Rarely get to wear any of these beauties. Seems such a shame! |
Well, things inside my mind have been interesting to say the least. And I can't just put on a hat and cover them up. Though that does indeed cheer me up a little!
No, realization can be a real booger and this is one of those times for me. Of late I have been able to see more clearly just how bad the disarray in my life TRULY is. And let me tell you... it ain't pretty!!! Its shocking actually and depressing as hell. As I stand at this crossroad I can see my choice of paths and since only one makes any good sense... that's the one I'll be taking. Of course, its the one that is covered in big rocks and sharp shards! But they just need to be cleared out... as do sooooo many other things.
Yes, I'm talking down-sizing. At first it seemed like a defeat. That I hadn't been "good enough" and now I had to "lose" things. But I found that was just another phantom I'd created by losing my mother to dementia and having to place her in long-term care. Reality is, I did the best I could and nothing is ever enough against a disease that!
So as difficult as its going to be for me, I choose to start shedding objects and other less tangible things that are quite frankly, in my way. I'm taking it beyond my previous post about organizing. I'm beginning to birth a Whole New ME.... and I don't need or want any more obstructions than necessary.

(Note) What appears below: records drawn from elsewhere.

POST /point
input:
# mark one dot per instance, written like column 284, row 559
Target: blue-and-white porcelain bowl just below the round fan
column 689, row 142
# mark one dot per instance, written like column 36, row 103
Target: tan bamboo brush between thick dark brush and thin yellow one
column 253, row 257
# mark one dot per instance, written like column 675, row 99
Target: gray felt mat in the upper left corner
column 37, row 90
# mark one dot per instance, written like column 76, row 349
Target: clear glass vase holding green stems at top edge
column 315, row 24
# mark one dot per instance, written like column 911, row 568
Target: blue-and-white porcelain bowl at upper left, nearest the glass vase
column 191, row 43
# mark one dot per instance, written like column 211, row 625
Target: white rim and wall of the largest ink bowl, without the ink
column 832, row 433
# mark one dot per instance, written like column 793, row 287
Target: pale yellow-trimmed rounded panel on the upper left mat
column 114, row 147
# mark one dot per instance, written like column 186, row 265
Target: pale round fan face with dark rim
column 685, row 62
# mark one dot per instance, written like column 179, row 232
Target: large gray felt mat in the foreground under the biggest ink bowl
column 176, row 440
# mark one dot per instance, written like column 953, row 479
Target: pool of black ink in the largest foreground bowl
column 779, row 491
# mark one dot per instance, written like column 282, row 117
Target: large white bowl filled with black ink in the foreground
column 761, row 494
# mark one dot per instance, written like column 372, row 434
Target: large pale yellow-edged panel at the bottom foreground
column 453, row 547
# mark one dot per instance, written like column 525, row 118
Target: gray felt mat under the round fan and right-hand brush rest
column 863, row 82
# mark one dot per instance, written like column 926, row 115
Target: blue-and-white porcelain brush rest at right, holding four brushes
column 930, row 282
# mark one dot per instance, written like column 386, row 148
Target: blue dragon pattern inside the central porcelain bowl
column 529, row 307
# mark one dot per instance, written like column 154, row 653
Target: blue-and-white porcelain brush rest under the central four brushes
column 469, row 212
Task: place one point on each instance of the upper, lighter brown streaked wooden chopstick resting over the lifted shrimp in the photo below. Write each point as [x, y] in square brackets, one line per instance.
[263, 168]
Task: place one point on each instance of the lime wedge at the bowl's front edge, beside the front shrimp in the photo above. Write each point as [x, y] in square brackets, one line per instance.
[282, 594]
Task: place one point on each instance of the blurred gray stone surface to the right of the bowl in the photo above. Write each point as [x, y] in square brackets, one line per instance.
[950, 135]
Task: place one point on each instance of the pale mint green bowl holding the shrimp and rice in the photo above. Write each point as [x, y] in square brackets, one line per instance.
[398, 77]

My strategy is to proceed in layers! That way I won't get overly anxious about my decisions. The truly sentimental objects will stay. My art supplies need to be organized.... and USED!! I need to create!! Now that's more important than ever. Knick knacks, old books, clothes and hats (gulp!) will be sorted and sent on their way. I just don't have the room nor the energy anymore.
I chose to approach this as an adventure...... and that's what it should be. Blessings to all.